Heather nodded. “Several women mentioned he’d threatened them with a knife. One woman needed a couple stitches in her chin. He didn’t use a knife with me because . . . well, when I confronted him in my kitchen about the stealing, I’d locked away all my sharp utensils. He knew right where they belonged because he opened the drawers to look for them. When he realized I’d hidden them, he really lost it. He hit me in the face, and I fell down. I thought he was going to kill me. But he just smiled and left. I changed all my locks, just in case.”

One driving purpose consumed Olivia’s mind—to clear her brother of murder charges—and she had less than twenty-four hours to do it. Calming and questioning Heather Irwin had taken more than an hour, but it had been worth the time. Olivia hoped Heather hadn’t killed Geoffrey King. She had a strong motive, though, and no alibi. And she was one smart cookie.

Maddie, Bertha, and her mom could handle the store, in case curiosity brought in more than the usual number of Friday customers. Olivia gulped down the rest of her coffee, took a filled Gingerbread House bag from the refrigerator, and exited into the alley.

The Vegetable Plate, right next door, was Olivia’s first planned stop. To avoid being seen entering sugar-phobic Charlene’s store holding what looked like a bag of cookies, Olivia followed the alley to the rear door.

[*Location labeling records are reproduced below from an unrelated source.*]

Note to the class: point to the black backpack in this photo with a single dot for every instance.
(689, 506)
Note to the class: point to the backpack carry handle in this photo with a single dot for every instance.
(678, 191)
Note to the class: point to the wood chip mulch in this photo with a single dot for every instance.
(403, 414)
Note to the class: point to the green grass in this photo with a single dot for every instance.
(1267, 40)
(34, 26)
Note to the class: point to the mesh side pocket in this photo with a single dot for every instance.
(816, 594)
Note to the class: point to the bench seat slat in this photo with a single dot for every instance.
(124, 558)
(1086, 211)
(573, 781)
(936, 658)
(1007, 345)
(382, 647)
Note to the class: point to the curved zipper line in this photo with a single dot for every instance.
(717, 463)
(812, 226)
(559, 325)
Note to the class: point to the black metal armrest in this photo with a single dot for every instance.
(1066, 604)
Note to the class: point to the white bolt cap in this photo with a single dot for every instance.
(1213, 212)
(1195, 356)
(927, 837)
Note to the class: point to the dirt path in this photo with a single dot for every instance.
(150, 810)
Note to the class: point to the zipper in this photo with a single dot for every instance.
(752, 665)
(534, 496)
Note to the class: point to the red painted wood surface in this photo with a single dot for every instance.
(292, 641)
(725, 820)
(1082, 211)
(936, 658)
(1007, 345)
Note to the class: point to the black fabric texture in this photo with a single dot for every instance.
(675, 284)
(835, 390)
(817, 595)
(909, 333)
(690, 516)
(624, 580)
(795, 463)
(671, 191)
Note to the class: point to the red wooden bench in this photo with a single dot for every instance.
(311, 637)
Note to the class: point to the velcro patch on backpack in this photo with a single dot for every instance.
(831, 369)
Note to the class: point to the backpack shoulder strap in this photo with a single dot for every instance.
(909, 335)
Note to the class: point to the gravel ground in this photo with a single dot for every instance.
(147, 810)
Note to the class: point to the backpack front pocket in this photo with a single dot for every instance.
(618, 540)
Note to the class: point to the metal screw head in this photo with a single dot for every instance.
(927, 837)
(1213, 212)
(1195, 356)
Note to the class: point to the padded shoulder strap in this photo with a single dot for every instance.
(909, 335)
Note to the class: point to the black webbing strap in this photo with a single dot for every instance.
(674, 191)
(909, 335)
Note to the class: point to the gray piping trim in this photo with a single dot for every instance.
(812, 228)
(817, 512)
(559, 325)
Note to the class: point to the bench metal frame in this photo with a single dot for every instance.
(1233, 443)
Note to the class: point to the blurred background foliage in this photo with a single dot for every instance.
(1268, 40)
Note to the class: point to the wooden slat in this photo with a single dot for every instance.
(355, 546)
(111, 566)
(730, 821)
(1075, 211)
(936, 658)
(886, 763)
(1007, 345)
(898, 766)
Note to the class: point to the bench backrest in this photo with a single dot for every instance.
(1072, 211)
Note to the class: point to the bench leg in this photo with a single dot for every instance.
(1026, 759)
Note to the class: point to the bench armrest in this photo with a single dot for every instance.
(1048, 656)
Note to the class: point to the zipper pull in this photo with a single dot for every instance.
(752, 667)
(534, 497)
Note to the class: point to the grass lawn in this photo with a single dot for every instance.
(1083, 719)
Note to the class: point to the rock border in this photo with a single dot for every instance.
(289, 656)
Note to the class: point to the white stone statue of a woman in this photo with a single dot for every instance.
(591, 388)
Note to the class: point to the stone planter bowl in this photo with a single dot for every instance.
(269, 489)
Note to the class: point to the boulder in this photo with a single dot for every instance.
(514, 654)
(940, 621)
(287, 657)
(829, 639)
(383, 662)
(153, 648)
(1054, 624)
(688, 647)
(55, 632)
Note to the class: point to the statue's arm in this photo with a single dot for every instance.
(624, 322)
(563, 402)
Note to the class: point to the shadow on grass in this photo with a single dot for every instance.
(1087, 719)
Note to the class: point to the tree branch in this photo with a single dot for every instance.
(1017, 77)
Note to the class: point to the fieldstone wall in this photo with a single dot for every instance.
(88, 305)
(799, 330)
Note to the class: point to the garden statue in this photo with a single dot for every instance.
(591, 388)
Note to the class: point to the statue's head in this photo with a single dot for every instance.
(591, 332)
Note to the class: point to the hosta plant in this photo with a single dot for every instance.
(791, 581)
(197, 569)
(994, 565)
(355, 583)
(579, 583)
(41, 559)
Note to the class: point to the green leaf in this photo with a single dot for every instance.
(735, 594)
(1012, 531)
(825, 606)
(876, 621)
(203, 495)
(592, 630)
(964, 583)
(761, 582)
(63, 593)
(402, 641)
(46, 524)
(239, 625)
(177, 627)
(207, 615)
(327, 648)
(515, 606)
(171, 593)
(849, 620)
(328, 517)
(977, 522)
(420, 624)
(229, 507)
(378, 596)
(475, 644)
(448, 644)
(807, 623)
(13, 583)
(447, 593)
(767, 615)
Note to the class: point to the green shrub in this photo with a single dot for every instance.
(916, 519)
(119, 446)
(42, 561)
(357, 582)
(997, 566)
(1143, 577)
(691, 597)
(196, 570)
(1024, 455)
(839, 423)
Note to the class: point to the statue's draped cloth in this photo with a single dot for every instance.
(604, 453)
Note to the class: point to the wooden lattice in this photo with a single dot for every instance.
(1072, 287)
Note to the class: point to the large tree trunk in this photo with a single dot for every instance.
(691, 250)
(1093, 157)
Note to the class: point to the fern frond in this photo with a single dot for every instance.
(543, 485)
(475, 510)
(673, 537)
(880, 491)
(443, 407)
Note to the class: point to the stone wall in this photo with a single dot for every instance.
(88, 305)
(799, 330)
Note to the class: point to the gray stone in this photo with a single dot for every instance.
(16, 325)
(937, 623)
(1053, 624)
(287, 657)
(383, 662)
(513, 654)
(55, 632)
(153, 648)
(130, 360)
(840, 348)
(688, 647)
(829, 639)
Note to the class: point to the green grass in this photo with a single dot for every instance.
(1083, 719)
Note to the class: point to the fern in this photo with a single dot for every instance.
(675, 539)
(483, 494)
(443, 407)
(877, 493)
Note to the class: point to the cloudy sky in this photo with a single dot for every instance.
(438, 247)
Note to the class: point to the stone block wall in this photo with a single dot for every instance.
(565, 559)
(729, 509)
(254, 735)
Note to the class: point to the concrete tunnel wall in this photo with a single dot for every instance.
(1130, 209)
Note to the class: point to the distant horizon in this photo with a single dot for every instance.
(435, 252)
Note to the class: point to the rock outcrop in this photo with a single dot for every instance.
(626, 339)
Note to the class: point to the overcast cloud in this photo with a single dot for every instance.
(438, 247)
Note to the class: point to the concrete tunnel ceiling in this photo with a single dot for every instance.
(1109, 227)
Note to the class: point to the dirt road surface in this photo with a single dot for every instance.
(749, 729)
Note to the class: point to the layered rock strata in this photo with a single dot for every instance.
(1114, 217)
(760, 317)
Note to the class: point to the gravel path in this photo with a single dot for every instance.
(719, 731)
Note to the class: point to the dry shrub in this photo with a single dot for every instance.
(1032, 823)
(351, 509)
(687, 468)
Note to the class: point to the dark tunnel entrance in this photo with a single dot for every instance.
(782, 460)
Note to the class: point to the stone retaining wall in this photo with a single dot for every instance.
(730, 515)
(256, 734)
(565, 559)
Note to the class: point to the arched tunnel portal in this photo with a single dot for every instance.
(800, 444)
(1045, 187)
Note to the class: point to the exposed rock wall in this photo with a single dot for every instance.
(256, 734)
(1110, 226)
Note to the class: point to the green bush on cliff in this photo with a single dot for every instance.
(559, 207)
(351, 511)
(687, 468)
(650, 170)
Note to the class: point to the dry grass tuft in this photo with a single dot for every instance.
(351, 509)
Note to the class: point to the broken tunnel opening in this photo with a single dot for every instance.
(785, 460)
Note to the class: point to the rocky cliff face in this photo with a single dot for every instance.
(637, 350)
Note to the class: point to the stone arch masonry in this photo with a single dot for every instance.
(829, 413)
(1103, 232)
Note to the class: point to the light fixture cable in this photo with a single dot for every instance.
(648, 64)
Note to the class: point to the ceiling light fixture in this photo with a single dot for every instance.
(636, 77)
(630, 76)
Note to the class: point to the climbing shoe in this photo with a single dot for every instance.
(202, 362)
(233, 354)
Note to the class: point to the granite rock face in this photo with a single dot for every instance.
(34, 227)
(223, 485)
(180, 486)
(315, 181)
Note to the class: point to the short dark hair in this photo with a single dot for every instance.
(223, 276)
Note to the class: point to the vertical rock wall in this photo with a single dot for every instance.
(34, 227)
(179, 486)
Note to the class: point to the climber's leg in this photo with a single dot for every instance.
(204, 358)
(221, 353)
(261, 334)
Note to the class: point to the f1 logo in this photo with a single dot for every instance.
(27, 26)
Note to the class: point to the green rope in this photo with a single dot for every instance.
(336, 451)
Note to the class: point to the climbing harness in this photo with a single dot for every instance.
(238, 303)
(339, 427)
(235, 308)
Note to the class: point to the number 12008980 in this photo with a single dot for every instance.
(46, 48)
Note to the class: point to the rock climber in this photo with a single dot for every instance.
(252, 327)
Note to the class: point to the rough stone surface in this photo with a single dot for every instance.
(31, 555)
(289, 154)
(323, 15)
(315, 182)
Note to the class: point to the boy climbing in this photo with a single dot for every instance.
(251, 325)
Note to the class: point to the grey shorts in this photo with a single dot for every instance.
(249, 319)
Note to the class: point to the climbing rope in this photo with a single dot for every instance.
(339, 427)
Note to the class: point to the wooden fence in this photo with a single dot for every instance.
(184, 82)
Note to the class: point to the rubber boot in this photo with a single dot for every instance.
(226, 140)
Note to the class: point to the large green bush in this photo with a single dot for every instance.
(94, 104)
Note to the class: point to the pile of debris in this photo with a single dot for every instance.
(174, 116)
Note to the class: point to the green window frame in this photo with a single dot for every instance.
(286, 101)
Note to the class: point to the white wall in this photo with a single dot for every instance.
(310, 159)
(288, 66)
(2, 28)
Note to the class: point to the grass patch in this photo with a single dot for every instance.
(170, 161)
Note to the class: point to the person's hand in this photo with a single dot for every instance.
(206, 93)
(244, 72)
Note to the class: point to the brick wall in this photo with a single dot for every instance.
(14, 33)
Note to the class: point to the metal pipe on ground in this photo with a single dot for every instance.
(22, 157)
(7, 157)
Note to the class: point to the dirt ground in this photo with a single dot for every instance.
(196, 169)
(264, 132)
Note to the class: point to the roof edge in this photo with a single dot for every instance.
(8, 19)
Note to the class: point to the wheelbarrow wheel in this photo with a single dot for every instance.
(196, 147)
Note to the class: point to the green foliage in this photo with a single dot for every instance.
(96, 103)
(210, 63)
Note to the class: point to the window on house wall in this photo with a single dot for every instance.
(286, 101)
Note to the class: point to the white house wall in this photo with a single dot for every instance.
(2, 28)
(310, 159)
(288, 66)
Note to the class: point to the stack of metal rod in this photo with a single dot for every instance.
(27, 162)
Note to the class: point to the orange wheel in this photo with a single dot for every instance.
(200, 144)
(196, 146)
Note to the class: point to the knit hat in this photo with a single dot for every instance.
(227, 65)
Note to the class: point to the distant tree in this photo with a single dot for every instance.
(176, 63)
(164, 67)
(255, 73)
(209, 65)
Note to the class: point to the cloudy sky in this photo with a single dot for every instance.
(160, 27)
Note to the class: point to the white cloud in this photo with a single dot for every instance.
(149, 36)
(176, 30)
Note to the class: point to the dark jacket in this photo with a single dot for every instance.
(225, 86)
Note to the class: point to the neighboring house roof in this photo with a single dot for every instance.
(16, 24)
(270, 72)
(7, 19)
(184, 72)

Charlene would probably be in her kitchen. She had help who worked the sales floor much of the time, so she could experiment with healthy recipes.

Olivia peeked through the small kitchen window. She was in luck. Both Charlene and her brother Charlie sat at the worktable, their heads tilted toward each other as they talked. If she knocked, Olivia was afraid they might disappear. She tried the doorknob. It turned easily in her hand. She slipped inside so swiftly that the Critch siblings had no time to scrape back their chairs.

“I’m so glad to find both of you here,” Olivia said as she closed the alley door behind her. “We need to talk.”

“What the . . .” Charlene twisted to her feet. “A civilized person would knock. You of all people should remember that someone broke into my store.”